Climbing over shards of concrete and metal, scraps of cloth and pulverized furniture, emergency workers found one body after another on Monday, lifting them out of the cratered wreckage that had once been bedrooms and kitchens in one of Ukraine’s largest cities.

The crews reported a new toll on Monday, days after the desperate search began: at least 40 people killed by a Russian strike over the weekend, one of the single deadliest for civilians since Russia invaded Ukraine nearly a year ago.
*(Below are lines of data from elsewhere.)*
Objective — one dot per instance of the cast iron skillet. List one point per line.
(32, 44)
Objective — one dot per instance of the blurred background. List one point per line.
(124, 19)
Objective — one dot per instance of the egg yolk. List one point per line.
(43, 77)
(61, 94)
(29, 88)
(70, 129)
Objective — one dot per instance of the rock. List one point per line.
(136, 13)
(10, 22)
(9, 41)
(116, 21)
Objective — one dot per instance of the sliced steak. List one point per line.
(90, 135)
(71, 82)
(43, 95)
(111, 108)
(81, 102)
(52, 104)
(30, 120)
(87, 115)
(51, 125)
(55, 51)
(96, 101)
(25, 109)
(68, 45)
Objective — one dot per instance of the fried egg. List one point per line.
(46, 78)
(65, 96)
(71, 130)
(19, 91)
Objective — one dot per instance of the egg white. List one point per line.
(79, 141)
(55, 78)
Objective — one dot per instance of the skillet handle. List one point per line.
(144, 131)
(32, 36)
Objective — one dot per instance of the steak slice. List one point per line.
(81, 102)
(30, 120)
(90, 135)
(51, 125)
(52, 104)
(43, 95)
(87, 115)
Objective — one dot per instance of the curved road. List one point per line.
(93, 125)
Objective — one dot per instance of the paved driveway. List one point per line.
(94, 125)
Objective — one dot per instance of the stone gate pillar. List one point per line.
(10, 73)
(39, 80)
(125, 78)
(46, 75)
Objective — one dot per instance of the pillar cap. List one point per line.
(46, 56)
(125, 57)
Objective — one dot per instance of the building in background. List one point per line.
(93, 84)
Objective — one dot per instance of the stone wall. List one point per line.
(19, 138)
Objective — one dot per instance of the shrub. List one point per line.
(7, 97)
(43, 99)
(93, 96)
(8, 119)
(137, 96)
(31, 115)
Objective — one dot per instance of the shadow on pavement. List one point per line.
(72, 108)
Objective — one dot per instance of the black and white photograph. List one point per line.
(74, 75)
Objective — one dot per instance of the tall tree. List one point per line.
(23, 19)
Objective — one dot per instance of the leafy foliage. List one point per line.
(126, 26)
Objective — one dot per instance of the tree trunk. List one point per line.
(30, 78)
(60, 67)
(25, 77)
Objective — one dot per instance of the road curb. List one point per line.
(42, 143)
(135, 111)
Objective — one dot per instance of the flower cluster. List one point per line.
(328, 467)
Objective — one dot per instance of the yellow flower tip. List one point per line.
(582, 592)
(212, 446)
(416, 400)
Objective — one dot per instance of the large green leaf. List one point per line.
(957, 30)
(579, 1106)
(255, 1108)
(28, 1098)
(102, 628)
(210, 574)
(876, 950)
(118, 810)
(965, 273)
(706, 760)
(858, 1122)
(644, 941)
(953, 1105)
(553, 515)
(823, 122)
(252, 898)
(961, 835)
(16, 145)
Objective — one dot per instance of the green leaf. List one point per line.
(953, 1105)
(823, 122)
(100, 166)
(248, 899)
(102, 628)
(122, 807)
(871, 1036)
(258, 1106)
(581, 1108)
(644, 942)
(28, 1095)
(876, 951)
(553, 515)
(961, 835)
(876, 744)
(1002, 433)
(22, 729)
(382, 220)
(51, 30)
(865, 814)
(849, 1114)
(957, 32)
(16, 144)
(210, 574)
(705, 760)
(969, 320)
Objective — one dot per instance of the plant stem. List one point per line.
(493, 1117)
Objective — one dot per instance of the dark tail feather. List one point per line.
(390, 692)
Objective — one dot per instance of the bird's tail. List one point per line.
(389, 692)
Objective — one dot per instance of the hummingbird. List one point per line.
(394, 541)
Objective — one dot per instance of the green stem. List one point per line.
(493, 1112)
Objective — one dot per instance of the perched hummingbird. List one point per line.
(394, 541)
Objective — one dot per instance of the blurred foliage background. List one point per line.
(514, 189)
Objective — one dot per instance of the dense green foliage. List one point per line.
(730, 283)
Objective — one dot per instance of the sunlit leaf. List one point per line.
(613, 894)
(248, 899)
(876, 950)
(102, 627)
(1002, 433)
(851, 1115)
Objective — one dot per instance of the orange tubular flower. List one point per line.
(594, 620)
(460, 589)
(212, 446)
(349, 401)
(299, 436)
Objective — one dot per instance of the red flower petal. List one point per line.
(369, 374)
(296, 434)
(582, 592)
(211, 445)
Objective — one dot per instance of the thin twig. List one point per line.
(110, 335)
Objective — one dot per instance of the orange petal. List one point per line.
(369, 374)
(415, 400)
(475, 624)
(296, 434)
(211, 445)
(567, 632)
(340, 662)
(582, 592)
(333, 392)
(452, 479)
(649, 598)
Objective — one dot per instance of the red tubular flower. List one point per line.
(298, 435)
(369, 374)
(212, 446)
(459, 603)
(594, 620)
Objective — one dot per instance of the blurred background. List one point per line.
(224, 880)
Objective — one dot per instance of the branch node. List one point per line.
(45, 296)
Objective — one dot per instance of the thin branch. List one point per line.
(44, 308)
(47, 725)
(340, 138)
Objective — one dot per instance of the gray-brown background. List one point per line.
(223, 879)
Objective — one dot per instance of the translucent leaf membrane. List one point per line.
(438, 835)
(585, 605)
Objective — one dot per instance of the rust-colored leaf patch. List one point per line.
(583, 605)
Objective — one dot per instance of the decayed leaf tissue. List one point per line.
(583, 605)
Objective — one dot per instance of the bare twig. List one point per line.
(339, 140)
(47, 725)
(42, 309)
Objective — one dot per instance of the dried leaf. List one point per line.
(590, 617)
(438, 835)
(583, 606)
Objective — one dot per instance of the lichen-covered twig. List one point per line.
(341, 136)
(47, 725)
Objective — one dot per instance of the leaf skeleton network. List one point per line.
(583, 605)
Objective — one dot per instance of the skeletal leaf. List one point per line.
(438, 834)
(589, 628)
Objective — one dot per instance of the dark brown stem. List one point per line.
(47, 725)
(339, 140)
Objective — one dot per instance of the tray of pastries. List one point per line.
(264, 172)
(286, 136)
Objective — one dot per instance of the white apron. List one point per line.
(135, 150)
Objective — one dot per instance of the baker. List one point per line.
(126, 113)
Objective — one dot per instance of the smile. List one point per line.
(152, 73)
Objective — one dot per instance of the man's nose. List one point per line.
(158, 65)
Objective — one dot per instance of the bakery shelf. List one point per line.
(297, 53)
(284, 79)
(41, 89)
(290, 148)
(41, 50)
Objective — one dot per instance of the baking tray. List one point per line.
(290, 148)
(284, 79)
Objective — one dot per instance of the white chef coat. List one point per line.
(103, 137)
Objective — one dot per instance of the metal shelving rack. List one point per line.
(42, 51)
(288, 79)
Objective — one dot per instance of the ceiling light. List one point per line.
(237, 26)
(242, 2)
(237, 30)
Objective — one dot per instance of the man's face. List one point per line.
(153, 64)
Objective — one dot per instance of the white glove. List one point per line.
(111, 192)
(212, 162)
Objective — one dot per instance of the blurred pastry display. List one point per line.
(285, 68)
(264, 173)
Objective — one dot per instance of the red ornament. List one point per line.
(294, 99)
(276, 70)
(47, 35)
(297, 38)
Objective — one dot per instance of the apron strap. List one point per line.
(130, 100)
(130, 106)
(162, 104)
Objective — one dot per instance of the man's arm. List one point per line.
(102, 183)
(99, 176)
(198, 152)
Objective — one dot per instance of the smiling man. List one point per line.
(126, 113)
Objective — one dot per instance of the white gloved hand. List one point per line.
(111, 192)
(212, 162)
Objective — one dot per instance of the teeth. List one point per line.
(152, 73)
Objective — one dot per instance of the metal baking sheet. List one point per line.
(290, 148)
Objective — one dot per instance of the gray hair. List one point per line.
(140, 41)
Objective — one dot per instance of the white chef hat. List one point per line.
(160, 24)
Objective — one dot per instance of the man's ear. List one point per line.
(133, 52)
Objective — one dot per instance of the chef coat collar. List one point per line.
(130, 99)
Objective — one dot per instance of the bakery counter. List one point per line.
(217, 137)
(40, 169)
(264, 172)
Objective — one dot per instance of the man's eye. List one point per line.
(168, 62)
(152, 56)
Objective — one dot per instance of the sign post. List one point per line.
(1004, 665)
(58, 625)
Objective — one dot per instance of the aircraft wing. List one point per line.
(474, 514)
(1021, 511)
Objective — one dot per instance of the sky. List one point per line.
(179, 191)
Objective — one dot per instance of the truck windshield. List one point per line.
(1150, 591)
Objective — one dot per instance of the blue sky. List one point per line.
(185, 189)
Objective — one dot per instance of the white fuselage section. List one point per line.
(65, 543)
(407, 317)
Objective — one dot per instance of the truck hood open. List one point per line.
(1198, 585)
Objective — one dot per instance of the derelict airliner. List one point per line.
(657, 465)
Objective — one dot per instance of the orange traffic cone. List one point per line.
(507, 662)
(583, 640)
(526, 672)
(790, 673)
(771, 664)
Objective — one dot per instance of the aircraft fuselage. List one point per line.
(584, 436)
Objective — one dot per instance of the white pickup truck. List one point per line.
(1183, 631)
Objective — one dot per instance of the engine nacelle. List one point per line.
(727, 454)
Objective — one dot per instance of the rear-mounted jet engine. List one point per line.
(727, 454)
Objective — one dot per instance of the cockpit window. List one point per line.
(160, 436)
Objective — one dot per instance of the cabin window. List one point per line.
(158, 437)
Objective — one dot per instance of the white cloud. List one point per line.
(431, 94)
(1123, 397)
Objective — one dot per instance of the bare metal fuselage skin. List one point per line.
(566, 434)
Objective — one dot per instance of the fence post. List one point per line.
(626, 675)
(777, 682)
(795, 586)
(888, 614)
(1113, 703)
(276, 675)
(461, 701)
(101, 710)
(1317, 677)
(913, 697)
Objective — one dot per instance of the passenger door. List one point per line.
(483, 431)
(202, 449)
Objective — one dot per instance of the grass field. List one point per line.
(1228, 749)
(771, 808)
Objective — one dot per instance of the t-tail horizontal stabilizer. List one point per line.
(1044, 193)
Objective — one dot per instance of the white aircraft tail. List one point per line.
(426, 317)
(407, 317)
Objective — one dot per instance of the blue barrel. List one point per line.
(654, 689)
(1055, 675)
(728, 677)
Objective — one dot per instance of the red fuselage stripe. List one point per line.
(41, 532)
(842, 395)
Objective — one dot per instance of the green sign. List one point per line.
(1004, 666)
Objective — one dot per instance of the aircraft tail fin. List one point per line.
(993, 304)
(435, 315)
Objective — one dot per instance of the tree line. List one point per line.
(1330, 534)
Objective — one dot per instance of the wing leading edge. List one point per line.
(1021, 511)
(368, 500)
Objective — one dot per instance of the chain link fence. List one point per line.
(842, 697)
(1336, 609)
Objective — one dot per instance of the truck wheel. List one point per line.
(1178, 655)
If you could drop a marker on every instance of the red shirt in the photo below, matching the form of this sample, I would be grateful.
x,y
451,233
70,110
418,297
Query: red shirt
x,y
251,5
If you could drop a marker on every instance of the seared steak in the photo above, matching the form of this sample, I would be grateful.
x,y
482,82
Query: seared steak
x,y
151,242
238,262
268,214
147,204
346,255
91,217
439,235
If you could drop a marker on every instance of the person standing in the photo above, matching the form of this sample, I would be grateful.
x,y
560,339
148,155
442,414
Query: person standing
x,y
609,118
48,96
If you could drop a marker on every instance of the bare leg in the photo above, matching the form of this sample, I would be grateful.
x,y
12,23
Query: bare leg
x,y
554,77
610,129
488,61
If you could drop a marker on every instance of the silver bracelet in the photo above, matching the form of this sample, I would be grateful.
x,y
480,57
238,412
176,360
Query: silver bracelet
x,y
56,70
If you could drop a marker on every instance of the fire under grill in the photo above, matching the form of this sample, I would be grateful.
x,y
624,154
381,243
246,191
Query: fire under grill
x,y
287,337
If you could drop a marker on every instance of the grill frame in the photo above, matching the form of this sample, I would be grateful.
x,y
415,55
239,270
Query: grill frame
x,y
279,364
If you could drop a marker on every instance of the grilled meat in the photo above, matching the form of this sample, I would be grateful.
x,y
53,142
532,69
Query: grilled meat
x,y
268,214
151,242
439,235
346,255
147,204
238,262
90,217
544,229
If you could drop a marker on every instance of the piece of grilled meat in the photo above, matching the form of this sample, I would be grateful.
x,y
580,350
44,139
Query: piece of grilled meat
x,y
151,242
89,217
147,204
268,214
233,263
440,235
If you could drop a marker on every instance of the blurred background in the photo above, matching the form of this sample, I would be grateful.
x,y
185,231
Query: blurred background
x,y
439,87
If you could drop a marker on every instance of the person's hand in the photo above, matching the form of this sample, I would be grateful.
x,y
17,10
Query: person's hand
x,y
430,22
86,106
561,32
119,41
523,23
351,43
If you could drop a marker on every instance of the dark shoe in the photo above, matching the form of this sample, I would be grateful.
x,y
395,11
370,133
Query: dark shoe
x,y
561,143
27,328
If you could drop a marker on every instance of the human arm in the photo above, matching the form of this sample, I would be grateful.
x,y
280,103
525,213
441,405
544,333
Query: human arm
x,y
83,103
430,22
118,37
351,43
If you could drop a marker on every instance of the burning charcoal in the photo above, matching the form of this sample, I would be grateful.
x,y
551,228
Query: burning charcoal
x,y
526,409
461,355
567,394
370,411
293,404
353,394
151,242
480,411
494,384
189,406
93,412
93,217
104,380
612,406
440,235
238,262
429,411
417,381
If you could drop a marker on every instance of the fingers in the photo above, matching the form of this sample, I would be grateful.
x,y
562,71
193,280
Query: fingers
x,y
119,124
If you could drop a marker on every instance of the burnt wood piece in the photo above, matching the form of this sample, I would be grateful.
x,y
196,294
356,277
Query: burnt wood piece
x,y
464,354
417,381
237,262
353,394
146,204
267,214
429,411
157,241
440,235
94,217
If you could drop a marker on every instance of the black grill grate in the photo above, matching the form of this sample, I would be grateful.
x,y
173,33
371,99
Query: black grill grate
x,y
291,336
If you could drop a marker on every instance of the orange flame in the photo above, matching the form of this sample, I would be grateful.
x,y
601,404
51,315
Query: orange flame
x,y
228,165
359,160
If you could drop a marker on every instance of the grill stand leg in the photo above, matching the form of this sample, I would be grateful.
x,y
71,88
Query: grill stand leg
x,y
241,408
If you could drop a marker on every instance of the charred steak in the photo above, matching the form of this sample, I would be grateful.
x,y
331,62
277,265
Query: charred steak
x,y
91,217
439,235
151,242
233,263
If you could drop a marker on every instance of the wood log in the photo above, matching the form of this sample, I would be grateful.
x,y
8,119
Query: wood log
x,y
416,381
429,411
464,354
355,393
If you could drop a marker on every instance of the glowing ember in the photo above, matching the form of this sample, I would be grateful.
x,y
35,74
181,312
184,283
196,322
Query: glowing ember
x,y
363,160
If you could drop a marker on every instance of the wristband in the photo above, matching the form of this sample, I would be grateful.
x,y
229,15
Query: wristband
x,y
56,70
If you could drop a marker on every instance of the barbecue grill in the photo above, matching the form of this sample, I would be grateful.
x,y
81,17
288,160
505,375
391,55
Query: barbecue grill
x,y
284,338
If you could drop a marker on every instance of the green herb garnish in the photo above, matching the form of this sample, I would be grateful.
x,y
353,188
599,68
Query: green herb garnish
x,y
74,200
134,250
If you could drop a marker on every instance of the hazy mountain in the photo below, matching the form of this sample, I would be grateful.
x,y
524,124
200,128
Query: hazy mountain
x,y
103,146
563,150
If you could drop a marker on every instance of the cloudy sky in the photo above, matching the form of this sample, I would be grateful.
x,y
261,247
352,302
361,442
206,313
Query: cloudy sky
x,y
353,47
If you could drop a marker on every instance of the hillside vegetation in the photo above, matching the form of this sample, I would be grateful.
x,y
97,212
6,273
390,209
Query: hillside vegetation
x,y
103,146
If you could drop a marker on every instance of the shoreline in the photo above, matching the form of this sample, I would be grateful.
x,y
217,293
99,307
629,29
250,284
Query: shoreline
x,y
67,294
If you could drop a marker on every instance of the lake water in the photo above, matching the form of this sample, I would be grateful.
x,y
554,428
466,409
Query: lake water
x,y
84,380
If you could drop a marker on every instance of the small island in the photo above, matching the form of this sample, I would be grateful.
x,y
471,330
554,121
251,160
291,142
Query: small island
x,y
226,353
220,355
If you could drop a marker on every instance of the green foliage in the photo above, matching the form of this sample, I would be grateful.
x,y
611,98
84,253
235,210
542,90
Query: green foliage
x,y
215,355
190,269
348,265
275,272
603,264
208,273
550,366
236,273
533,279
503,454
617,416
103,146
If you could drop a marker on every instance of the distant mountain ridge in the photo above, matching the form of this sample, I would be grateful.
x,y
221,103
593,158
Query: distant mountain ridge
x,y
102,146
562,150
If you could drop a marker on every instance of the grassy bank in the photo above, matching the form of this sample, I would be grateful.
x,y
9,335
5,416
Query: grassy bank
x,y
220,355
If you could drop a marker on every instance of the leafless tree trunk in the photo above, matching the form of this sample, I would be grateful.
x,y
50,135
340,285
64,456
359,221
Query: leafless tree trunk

We heard people screaming under those ruins

Dnipro, the city where the ordinary, nine-story apartment building had stood, is far from the front lines where Ukrainian and Russian troops have been fighting viciously over abandoned villages and even mere yards of land. But the strike on Saturday fit a pattern of Russia firing long-range missiles at civilian targets, including residential neighborhoods and electrical plants — what military analysts say is a Russian strategy, in the wake of battlefield setbacks, to terrify civilians and pressure the Ukrainian government into talks.

“After this horror that I saw, I cannot imagine they wanted anything else,” said Viktoria Tamich, 33 to NYT journalists. Viktoria is an event organizer whose apartment, across the street from the strike site, is now a chaotic jumble of debris and broken glass.



At a coffee shop when the air raid siren sounded on Saturday, she narrowly avoided being home during the strike. When she did return, she said, she saw a “terrible scene” of smoking rubble and bloodstains in the stairways of her own building.

The United Nations said on Monday that it had confirmed the deaths of more than 7,000 Ukrainian civilians since last February, including 398 children. But the numbers include only deaths it has been able to corroborate, and U.N. monitors acknowledged that the full civilian toll is much higher.